As climate-change talks get under way, negotiators are filled with a sense of foreboding.
Maybe the name has something to do with it – Cancun means “nest of serpents” in the original Indian language of the area – but it would have been hard to pick a less propitious place to host a conference widely hailed as the last chance to get international negotiations to combat climate change back on track.
For this Mexican resort has an unrivalled record in consigning such talks to the compost heap of history. In 1981 it was here, at one of Ronald Reagan’s first summits, that global negotiations on tackling world poverty went off the rails, even if it was the intransigence of developing countries rather than the old ham himself that was to blame. Beside these same azure seas 20 years later, the current round of world trade talks went awry and have yet to recover.
A sense of foreboding is one of the few points of general agreement among the 15,000 participants congregating for the next two weeks on this long thin strip of land, marooned between a wide lagoon and the Caribbean Sea.
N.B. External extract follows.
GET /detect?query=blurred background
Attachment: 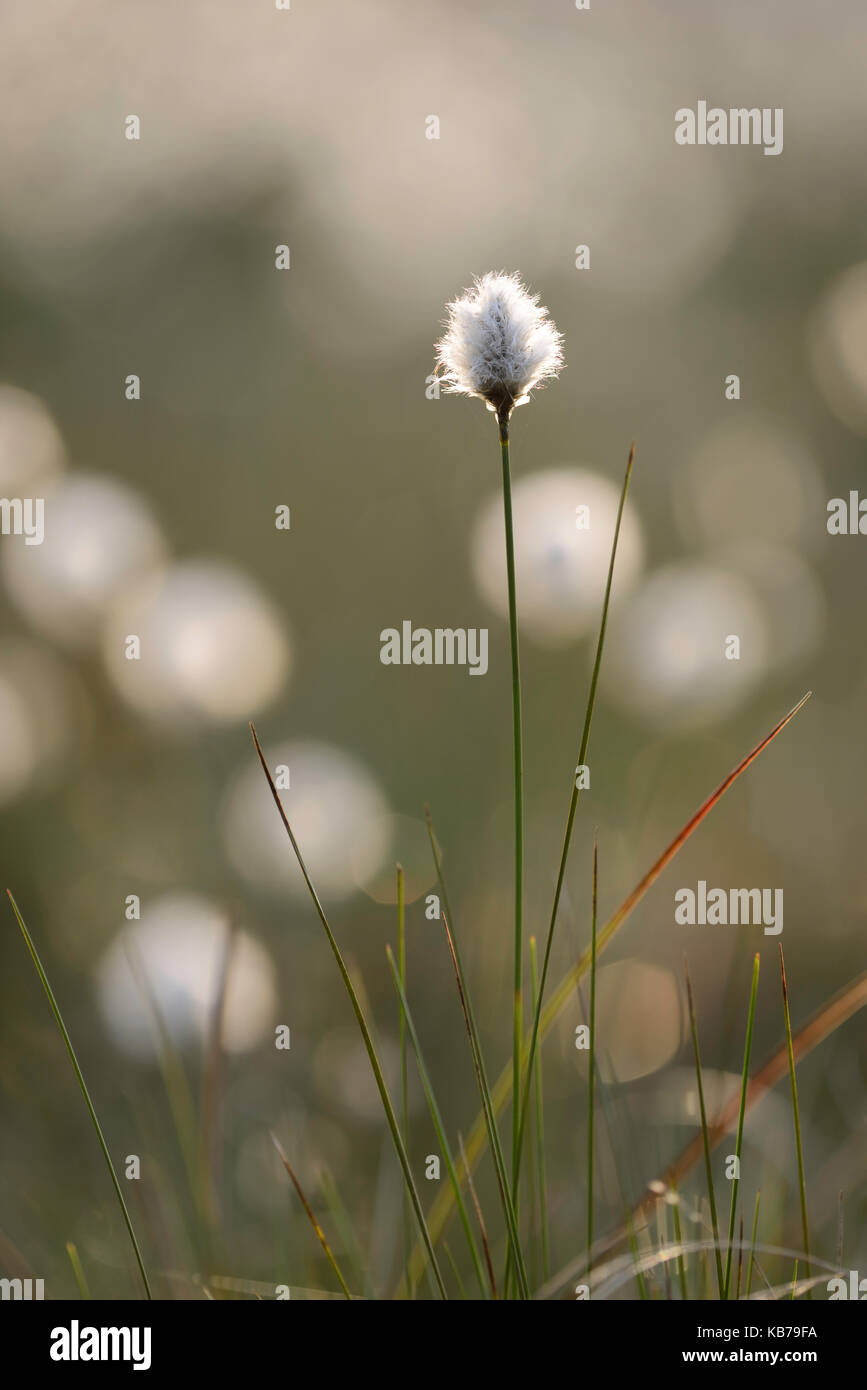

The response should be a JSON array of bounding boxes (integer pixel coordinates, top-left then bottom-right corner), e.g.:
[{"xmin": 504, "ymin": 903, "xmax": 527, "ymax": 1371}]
[{"xmin": 0, "ymin": 0, "xmax": 864, "ymax": 1299}]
Jairem Ramesh, the Indian environment minister, sees it as the “last chance” for climate change talks to succeed; Connie Hedegaard, the EU’s climate chief, believes a disappointing outcome would “put the whole process in danger”; and American and Canadian politicians are thinking of moving negotiations to other, more selective, meeting places. No wonder Chris Huhne, the Energy and Climate Change Secretary, says that Britain’s main goal over the next two weeks will be “keeping the show on the road”.